Uptime is perhaps one of the most important operational aspects of cloud-based services. High performance and functionality is only good when services can stay up 100% of the time. Frequent outages not only cause disruption in regular usage but also cause tangible damage to your brand. Gone are those days where 3 nines and 4 nines were considered good standards of high availability. Consumers these days expect 100% availability and depend heavily on it. Imagine Google Maps being down for an upgrade or not getting emails because Office 365 is rebooting its servers. While it’s important to follow good design patterns and keep your services scalable, that’s still only half the story. Equally important is a healthy runtime for hardware, applications servers, and database servers. In this post I share some of the vital types of monitoring and tools needed.

Core Infrastructure Monitoring (CIM)

What is CIM?

In modern cloud infrastructure, hardware failures are inevitable. Core Infrastructure Monitoring (CIM) is about detecting early signs of hardware related bottlenecks along with capturing hardware failure signals, and acting upon them before they become a larger issue. CIM includes monitoring health of hardware. Knowing the health of machines, CPU usage, memory consumption, and network bandwidth gives us insights into the current state of your infrastructure, its handling of your overall load and its scaling at various loads throughout the day.

Tools for CIM?

There are several great tools you can use to get a good sense of hardware health. In most cases, tools provided by your hosting provider (e.g. Amazon AWS, Heroku) should be sufficient for this purpose.

Metrics for CIM

  • Avg. CPU usage
  • Peak CPU duration
  • Avg. memory usage
  • Inbound and outbound bandwidth usage

Application Level Monitoring (ALM)

What is ALM?

Application Level Monitoring is all about monitoring the state of various servers, such as database servers, application servers, analytics servers, and Hadoop clusters. Parameters that are monitored are generally specific to the application and tools being monitored.

Tools for ALM?

There are several great tools for monitoring applications. Some great tools to consider are Datadog and New Relic.

Metrics for applications

  • JVM process memory
  • Internal thread count
  • Disk IO
  • Index read/write operations

Application dashboard

Micro Service Monitoring (MSM)

What is MSM?

Microservices are an integral part of modern cloud architecture and are the king ping of horizontal scalability of cloud services. Whether you are running a traditional monolithic system or a well designed, well-orchestrated honeycomb of micro services, there will always be different API endpoints, different contracts to abide by, and different SLA requirements to fulfill.

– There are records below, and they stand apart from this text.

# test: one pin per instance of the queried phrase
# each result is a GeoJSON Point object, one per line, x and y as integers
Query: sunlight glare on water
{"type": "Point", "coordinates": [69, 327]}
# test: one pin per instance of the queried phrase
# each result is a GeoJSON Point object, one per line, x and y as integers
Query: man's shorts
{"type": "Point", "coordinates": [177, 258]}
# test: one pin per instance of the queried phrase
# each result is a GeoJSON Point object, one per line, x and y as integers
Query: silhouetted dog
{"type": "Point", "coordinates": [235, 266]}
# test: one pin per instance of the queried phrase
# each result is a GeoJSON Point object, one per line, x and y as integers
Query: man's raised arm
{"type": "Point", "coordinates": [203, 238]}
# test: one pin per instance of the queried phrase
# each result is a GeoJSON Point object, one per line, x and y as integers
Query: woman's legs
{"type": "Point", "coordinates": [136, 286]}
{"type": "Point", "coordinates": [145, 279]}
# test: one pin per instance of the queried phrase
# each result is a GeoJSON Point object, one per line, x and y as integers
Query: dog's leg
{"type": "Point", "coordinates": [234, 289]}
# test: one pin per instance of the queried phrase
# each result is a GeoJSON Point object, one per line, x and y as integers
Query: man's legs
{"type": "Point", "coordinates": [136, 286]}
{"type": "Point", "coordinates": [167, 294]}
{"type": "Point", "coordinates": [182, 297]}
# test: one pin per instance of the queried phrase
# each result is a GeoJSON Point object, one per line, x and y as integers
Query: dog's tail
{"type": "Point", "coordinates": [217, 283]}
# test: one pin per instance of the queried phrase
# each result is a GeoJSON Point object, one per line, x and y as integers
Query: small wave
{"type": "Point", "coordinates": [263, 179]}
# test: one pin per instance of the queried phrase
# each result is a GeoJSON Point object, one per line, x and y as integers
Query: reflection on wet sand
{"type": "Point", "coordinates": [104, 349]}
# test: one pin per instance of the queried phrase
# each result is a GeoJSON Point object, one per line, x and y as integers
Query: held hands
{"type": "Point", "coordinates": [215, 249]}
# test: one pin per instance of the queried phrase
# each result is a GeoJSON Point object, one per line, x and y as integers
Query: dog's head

Microservice monitoring is all about monitoring throughput and the performance of every service - making sure SLA is met at all times. This kind of monitoring typically requires instrumenting the apps, making instrumentation configurable, and connecting it with a collector that can gather stats and periodically send them to a permanent storage, an analyzer and an alert system. This needs to be carefully designed as it can generate a lot of data and may impact app performance. You can avoid performance issues by creating groups of services and add configurability to switch on and off collection of each groups’ monitoring data. Also, keeping collection period (e.g. every minute, every couple min) configurable also helps.

Tools for MSM

Storage engines e.g. GraphiteDB or InfluxDB and visualization tools e.g. Kibana or Grafana.

Metrics for microservices

  • Maximum time taken
  • Avg. time taken
  • Avg. rate per min
  • Peak rate daily

Microservices dashboard

Multitenant Log Monitoring (MLM)

What is MLM?

Being able to monitor logs and deduce actionable insights or identify root causes following a problem is perhaps one of biggest challenges of multi-tenant deployments. There is a significant volume of logs generated for numerous clients. Having a single unique identifier (e.g. tenantId) should be the first level of log segregation. In addition, log statements should be grouped by requests. This becomes particularly important when a request makes hops between different services, each one generating some log message helpful in identifying the issue.

Tools for MLM?

Properly configured Classic ELK (Elasticsearch, Logstash, Kibana) stack. For more info on an ELK stack checkout this webinar.

Metrics for logs

  • Logs per tenant
  • Logs per request
  • Total daily errors

What does it all mean?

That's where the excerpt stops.